Öte yandan salgının başlamasından bu yana geçen 16 ayın sonunda Serbest Piyasa Sistemini uygulayan ülkelerden bazıları, ağır bedeller ödedikten sonra işi ciddiye aldılar. Kapanmayı tam olarak uyguladılar ve vatandaşlarını aşılamada ciddi mesafe kat ettiler.
Bu tedbirlerin sonunda sosyalist ülkelerin başarı seviyesinde değiller ama en azından salgını kontrol altına aldılar.

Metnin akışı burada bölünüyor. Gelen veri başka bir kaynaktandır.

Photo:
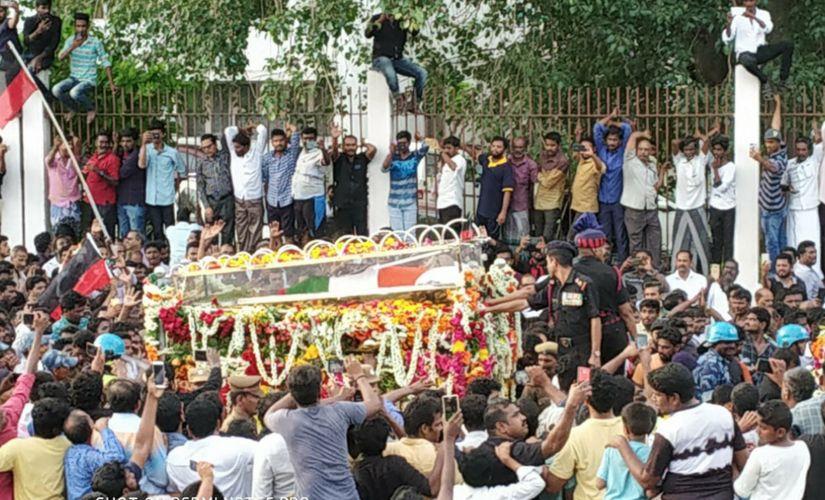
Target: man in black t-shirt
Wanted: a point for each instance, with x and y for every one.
(389, 39)
(349, 174)
(506, 422)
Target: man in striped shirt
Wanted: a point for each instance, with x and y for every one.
(772, 202)
(402, 165)
(87, 53)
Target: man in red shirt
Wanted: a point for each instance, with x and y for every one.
(101, 172)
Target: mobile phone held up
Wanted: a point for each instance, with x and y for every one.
(159, 373)
(583, 374)
(335, 366)
(449, 406)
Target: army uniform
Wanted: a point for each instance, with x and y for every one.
(571, 305)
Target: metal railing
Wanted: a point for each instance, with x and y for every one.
(472, 115)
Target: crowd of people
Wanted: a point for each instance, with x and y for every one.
(639, 375)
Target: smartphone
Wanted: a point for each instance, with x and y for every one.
(200, 355)
(715, 272)
(335, 366)
(449, 406)
(159, 373)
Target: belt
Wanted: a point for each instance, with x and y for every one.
(609, 318)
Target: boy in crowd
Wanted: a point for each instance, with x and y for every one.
(777, 468)
(613, 475)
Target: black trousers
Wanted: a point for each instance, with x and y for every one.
(225, 209)
(107, 212)
(614, 340)
(722, 223)
(304, 218)
(351, 220)
(753, 60)
(159, 217)
(285, 217)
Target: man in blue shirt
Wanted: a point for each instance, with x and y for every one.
(87, 53)
(278, 169)
(402, 165)
(611, 135)
(164, 170)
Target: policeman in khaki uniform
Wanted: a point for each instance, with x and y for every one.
(572, 305)
(244, 394)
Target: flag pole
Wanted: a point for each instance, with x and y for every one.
(69, 148)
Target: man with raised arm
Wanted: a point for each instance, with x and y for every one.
(316, 432)
(772, 200)
(747, 28)
(610, 136)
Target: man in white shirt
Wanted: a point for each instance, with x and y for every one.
(806, 269)
(642, 180)
(272, 473)
(245, 167)
(450, 197)
(803, 199)
(690, 226)
(231, 457)
(722, 200)
(685, 279)
(308, 184)
(747, 28)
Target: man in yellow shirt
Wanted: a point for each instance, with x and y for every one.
(585, 189)
(423, 425)
(37, 462)
(582, 454)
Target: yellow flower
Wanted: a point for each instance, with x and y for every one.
(311, 353)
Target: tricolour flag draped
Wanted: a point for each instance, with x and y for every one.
(15, 88)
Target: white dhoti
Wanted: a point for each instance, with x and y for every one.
(803, 225)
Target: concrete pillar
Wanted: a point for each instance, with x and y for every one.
(13, 208)
(746, 133)
(379, 133)
(37, 136)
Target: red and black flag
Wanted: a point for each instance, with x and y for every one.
(15, 86)
(85, 273)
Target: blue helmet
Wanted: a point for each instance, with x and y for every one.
(112, 345)
(789, 335)
(722, 332)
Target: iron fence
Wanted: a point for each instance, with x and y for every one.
(472, 115)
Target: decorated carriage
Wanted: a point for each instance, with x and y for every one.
(405, 301)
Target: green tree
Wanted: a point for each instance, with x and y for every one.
(485, 44)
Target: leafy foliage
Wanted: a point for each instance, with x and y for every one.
(486, 43)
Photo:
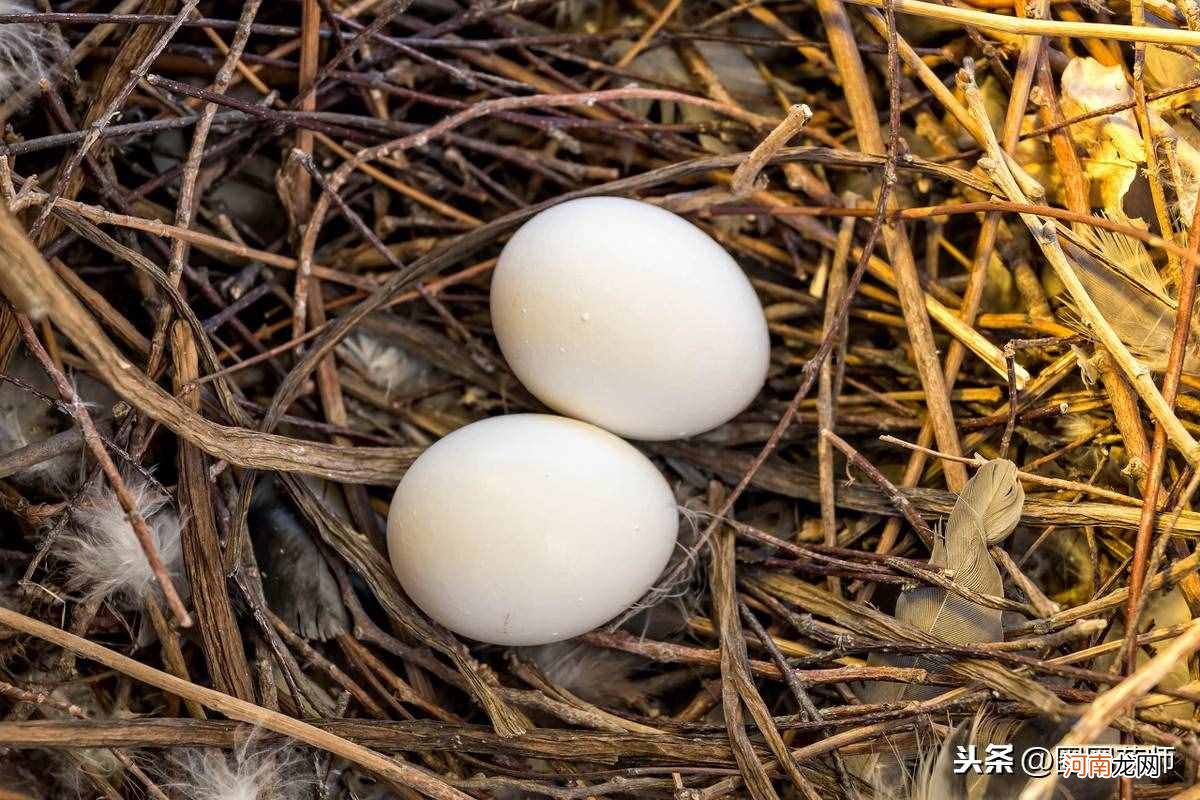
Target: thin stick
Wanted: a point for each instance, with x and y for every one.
(888, 487)
(1053, 28)
(1113, 703)
(91, 438)
(1138, 567)
(403, 776)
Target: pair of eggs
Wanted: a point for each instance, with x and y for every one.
(531, 528)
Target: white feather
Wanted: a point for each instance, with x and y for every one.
(103, 555)
(385, 366)
(245, 774)
(29, 53)
(598, 675)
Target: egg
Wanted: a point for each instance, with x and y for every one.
(529, 529)
(629, 317)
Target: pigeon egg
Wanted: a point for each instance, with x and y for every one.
(529, 529)
(629, 317)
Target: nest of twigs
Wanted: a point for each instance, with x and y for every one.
(245, 253)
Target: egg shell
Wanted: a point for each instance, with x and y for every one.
(529, 529)
(629, 317)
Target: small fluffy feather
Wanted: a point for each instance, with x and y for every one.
(385, 366)
(245, 774)
(28, 53)
(598, 675)
(102, 554)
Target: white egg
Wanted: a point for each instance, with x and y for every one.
(627, 316)
(529, 529)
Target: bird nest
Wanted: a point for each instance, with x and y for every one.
(245, 258)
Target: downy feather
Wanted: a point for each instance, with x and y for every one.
(102, 553)
(246, 774)
(598, 675)
(29, 53)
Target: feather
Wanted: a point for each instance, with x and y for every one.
(102, 554)
(297, 581)
(384, 365)
(598, 675)
(246, 774)
(28, 53)
(985, 512)
(1138, 307)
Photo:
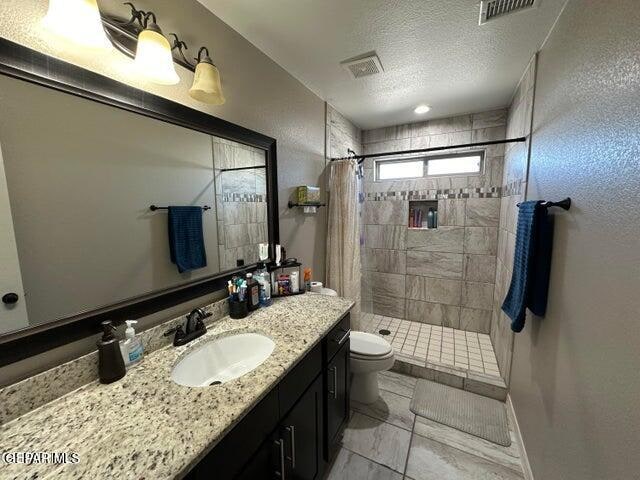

AKP ise salgına karşı mücadelede, en başında bir çok ülkenin sahip olmadığı avantajlara sahipti. Cumhuriyet Devrimimizin ürünü olan sağlık sistemimiz ve milletimizin geleneksel dayanışma ve yardımlaşma kültürü.
Ama iktidar bu avantajları değerlendiremedi. Tam tersine bu avantajları da etkisiz kılan uygulamaları ile bugünkü tablonun sorumlusu oldu.